Suddenly, Piper stiffened, the brooch falling to the bedspread. Her eyes went distant, unfocused, her breathing shallow and quick.
“Piper?” Jenna touched her arm, alarmed by the abrupt change. “What is it?”
“Green,” Piper whispered, the word escaping on a breath that seemed dragged from her lungs. “Green is for envy.”
Ice ran through Jenna’s veins. It was the same pattern. First “Red is for rage” preceding Derek Sullivan’s murder, and now these words.
“Piper, what do you see? What are you feeling?” she asked urgently.
But Piper seemed trapped in the vision, her eyes staring at something beyond the walls of their childhood bedroom. “Green yarn,” she murmured. “Wrapped around and around. Like a web. A woman. She’s gone now.”
Before Jenna could press further, her phone rang in her pocket—Jake’s distinctive ringtone. She pulled it out and answered, her eyes never leaving her sister’s face.
“Jake,” she said, already knowing what he would say.
“Jenna,” his voice was grim, professional. “I’m sorry to disturb you so early, but we’ve got another one. Amanda Hartford.
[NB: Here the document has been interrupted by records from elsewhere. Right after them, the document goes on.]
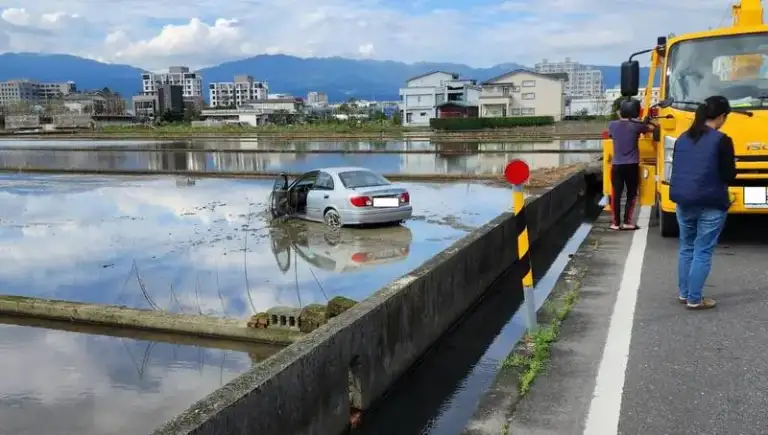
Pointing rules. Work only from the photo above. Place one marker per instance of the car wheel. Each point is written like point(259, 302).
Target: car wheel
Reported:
point(332, 218)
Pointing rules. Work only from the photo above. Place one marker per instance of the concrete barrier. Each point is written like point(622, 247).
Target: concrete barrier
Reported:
point(310, 387)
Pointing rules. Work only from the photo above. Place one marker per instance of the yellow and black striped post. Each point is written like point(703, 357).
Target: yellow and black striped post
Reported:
point(517, 173)
point(524, 257)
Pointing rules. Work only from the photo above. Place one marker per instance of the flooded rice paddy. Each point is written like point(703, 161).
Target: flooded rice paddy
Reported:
point(197, 246)
point(61, 382)
point(209, 247)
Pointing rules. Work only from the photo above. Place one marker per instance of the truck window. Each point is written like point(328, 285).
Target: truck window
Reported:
point(733, 66)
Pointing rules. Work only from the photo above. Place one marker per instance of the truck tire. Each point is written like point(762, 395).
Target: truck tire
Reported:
point(668, 224)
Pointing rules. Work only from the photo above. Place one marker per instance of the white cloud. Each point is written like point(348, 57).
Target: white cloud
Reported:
point(157, 33)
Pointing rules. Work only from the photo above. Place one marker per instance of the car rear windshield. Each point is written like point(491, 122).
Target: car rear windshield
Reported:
point(355, 179)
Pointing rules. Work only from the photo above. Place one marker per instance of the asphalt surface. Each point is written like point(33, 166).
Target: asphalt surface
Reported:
point(689, 372)
point(705, 372)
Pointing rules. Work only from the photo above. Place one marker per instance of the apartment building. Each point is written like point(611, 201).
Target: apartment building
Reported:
point(583, 81)
point(96, 103)
point(238, 92)
point(32, 92)
point(424, 95)
point(191, 82)
point(317, 99)
point(523, 93)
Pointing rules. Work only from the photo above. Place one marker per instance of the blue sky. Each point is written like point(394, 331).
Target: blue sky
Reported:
point(155, 33)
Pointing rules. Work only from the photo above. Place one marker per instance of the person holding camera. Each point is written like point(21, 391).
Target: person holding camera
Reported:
point(625, 165)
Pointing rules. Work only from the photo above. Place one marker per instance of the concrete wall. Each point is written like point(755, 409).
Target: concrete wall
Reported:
point(309, 387)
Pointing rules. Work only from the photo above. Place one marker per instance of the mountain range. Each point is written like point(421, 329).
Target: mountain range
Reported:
point(340, 78)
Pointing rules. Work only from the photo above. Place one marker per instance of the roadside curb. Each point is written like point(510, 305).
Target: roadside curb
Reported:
point(529, 357)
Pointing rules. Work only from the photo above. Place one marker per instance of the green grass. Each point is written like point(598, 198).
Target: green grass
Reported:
point(534, 358)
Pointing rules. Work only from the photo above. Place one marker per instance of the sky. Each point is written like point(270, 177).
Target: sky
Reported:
point(153, 34)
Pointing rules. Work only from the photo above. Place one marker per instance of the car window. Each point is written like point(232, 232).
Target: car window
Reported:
point(355, 179)
point(324, 181)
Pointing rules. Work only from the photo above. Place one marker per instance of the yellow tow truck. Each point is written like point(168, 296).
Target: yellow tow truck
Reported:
point(730, 61)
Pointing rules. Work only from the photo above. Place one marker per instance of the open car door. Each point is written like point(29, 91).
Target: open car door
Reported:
point(279, 205)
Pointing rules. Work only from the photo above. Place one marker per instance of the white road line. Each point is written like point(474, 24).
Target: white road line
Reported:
point(605, 410)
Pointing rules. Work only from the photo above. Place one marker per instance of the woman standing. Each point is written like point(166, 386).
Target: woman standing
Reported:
point(702, 166)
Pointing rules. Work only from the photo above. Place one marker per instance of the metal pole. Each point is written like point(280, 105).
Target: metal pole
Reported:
point(524, 257)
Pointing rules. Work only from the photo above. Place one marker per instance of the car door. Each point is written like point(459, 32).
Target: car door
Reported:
point(319, 196)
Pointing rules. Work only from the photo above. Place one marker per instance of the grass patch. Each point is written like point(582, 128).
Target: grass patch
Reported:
point(532, 354)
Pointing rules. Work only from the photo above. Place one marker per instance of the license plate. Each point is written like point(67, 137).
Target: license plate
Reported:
point(386, 202)
point(756, 197)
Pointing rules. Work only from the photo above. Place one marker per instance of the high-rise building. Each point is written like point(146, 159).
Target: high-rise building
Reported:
point(32, 92)
point(191, 82)
point(583, 81)
point(238, 92)
point(317, 99)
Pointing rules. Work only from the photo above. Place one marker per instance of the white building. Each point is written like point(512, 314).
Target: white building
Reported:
point(191, 82)
point(420, 99)
point(32, 92)
point(523, 93)
point(240, 91)
point(317, 99)
point(582, 80)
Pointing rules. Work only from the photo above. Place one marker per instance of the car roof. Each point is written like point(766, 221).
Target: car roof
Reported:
point(337, 169)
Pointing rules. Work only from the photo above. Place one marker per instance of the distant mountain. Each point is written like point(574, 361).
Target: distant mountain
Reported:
point(340, 78)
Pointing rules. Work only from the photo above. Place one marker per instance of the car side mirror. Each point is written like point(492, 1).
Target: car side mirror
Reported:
point(630, 78)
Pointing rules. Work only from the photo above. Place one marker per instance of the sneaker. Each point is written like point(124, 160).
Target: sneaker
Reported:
point(704, 304)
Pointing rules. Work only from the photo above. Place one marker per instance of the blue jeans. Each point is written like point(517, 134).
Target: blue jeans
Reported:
point(699, 230)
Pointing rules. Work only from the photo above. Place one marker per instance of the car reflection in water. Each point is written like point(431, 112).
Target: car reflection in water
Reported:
point(339, 250)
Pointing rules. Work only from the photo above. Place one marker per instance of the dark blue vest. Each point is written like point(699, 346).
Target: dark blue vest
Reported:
point(696, 177)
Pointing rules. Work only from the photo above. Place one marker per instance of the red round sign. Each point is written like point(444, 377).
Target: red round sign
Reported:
point(517, 172)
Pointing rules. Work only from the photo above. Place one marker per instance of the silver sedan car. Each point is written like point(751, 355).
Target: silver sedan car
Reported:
point(341, 196)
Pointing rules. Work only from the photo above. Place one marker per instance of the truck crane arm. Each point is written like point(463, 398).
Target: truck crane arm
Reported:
point(747, 13)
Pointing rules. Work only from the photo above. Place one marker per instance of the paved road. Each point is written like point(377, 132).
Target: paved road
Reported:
point(687, 372)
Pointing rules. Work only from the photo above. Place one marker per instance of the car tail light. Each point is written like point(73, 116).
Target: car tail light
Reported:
point(360, 201)
point(361, 257)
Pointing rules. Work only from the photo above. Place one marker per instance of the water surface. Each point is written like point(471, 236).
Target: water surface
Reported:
point(224, 162)
point(59, 382)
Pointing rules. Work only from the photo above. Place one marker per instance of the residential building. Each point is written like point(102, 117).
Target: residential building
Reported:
point(583, 81)
point(317, 99)
point(102, 102)
point(291, 105)
point(191, 82)
point(32, 92)
point(240, 91)
point(523, 93)
point(170, 97)
point(423, 95)
point(612, 94)
point(164, 97)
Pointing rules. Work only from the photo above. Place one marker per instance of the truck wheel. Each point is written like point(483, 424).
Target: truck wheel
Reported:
point(668, 224)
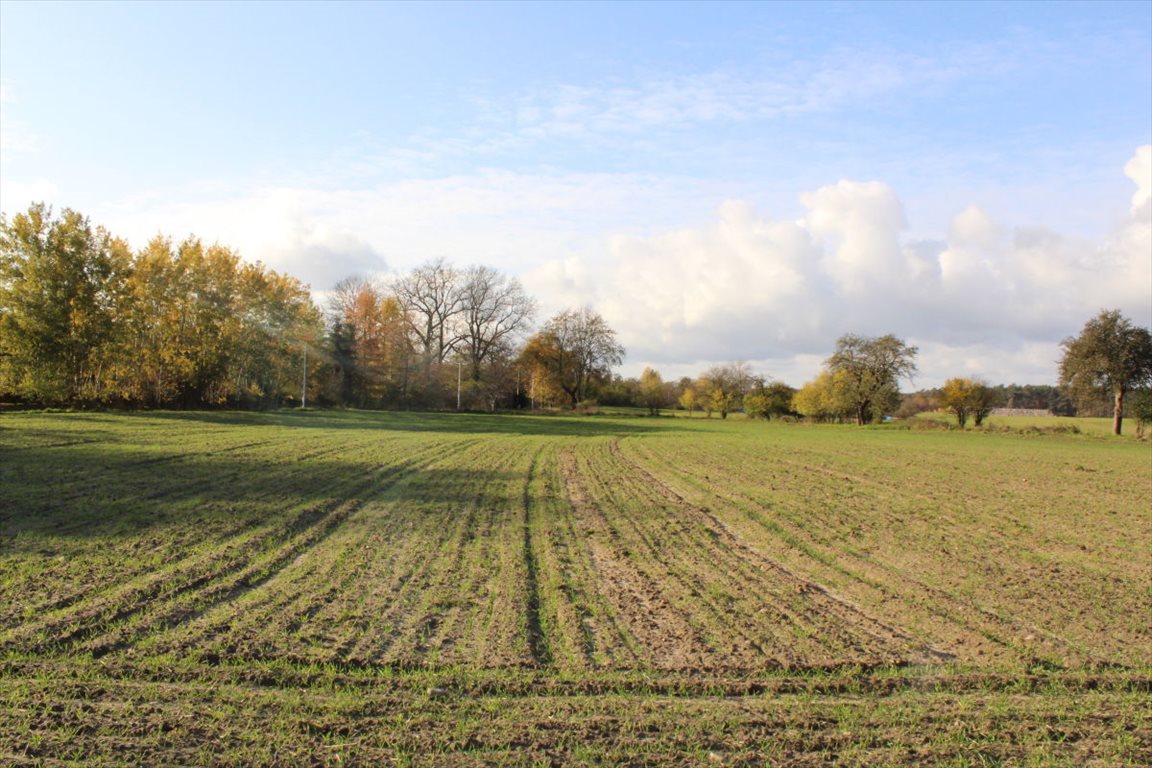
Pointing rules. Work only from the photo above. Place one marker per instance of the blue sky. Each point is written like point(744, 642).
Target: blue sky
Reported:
point(721, 180)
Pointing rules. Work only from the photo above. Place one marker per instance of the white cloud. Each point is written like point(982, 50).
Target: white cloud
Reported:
point(1139, 170)
point(17, 196)
point(987, 297)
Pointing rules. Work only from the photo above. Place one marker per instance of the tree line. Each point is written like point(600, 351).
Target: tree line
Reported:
point(85, 320)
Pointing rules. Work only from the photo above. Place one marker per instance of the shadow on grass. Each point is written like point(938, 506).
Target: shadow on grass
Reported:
point(524, 424)
point(96, 492)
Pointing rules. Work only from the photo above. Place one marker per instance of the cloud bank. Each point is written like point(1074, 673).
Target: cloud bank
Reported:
point(985, 298)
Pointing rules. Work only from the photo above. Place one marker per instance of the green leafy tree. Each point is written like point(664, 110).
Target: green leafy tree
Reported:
point(820, 398)
point(652, 394)
point(725, 386)
point(868, 373)
point(967, 397)
point(573, 350)
point(1111, 356)
point(689, 398)
point(61, 293)
point(766, 400)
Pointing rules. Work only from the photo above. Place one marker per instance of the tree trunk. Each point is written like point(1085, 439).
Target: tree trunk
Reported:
point(1118, 415)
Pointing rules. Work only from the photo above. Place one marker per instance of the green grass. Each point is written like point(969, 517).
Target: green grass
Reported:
point(408, 588)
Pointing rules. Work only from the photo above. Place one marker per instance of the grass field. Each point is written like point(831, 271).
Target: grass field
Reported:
point(459, 590)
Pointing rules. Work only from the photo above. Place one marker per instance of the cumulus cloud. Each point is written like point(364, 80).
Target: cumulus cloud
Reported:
point(986, 298)
point(1139, 170)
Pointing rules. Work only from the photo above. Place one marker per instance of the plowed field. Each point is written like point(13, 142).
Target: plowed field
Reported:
point(369, 588)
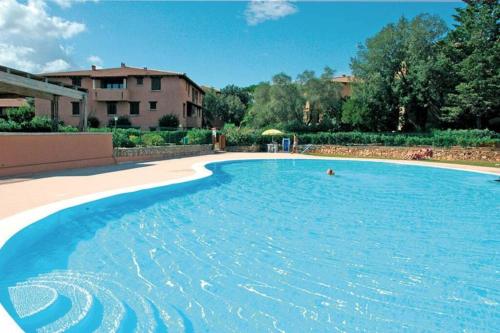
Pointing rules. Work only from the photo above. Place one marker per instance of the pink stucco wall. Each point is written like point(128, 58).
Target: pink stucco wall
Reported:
point(26, 153)
point(171, 99)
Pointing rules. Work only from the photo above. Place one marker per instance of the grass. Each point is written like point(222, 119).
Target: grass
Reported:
point(473, 163)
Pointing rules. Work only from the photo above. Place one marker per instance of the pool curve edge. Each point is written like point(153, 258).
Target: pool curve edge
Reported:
point(13, 224)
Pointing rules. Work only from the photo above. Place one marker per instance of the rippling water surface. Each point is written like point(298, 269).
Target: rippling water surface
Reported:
point(268, 246)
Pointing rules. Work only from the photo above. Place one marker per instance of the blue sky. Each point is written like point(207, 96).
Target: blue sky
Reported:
point(215, 43)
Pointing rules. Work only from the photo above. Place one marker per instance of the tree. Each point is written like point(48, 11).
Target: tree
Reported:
point(323, 97)
point(399, 77)
point(228, 105)
point(472, 50)
point(276, 103)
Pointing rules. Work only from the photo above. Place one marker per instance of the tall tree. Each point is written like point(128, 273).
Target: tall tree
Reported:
point(473, 51)
point(228, 105)
point(323, 96)
point(276, 103)
point(398, 77)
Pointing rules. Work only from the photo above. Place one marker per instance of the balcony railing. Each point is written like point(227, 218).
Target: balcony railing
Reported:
point(111, 95)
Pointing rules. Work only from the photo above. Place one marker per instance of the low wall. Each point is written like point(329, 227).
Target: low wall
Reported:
point(27, 153)
point(243, 149)
point(160, 153)
point(443, 154)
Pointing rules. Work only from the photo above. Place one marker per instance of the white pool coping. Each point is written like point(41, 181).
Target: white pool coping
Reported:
point(15, 223)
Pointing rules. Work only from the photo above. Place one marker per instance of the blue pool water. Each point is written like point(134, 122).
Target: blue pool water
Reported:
point(268, 246)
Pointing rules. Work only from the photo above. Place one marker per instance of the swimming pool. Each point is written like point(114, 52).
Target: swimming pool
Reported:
point(268, 245)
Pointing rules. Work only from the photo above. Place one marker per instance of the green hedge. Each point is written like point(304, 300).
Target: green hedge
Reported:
point(448, 138)
point(136, 138)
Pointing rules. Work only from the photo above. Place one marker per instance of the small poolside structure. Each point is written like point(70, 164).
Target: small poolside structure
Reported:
point(15, 83)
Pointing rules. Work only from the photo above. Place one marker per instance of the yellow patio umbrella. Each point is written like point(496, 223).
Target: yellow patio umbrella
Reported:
point(272, 132)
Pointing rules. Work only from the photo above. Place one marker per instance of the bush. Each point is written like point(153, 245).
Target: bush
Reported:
point(121, 139)
point(93, 122)
point(168, 120)
point(20, 115)
point(153, 139)
point(465, 138)
point(198, 136)
point(136, 140)
point(121, 122)
point(38, 124)
point(9, 126)
point(67, 128)
point(174, 137)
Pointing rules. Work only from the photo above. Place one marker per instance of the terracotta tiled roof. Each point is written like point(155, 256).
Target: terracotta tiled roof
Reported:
point(12, 102)
point(344, 79)
point(113, 72)
point(120, 72)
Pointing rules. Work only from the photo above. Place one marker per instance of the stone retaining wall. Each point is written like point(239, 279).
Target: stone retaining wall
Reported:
point(160, 153)
point(243, 149)
point(443, 154)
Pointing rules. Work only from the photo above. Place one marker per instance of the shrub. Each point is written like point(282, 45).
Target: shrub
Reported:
point(168, 120)
point(38, 124)
point(121, 122)
point(153, 139)
point(174, 137)
point(20, 115)
point(121, 139)
point(466, 138)
point(198, 136)
point(93, 122)
point(67, 128)
point(136, 140)
point(9, 126)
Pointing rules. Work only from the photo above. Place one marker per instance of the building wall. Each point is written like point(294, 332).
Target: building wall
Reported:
point(173, 98)
point(27, 153)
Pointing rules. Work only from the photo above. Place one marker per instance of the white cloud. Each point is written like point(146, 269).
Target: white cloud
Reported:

Found in her apartment this morning by a friend. Same MO as Sullivan.”
“Green is for envy,” Jenna said, echoing her sister’s words.
A startled pause on the other end. “Yes, exactly. How did you—”
“Piper,” Jenna said simply. “Where are you now?”
“On my way to where it happened.”
“Pick me up at my mother’s house.”
“I’ll do that.”
The call ended, and Jenna’s eyes met her sister’s.
“What does this mean?” Piper whispered. “It’s happening again, isn’t it? The darkness I’ve been running from all these years. It’s found me.”
Jenna squeezed Piper’s hand.
“You don’t need to run away from anything,” she said. “And you’re not alone in having these kinds of experiences.”
“Jenna has them too,” Mom said.
“That’s right,” Jenna said. “Mine are different from yours—not as strong, I don’t think. But they help me in my work. They help me stop murderers. They help me save lives. And you can do that too. You can help me.”
Piper’s eyes widened; she didn’t seem to know what to say.
“I’ll explain it to you, dear,” Mom said to Piper. “Your sister has to go.”
“We’ll face this thing together,” Jenna promised her sister. “Whatever this darkness is, whatever’s happening in Trentville, you’re not alone anymore.”
Jenna picked up the brooch from where it had fallen on the bedspread, turning it over in her palm. The opal caught the light, reflecting prisms of color—blue, green, a flash of red. Colors that suddenly seemed as ominous as they were beautiful, as if predicting more deaths to come.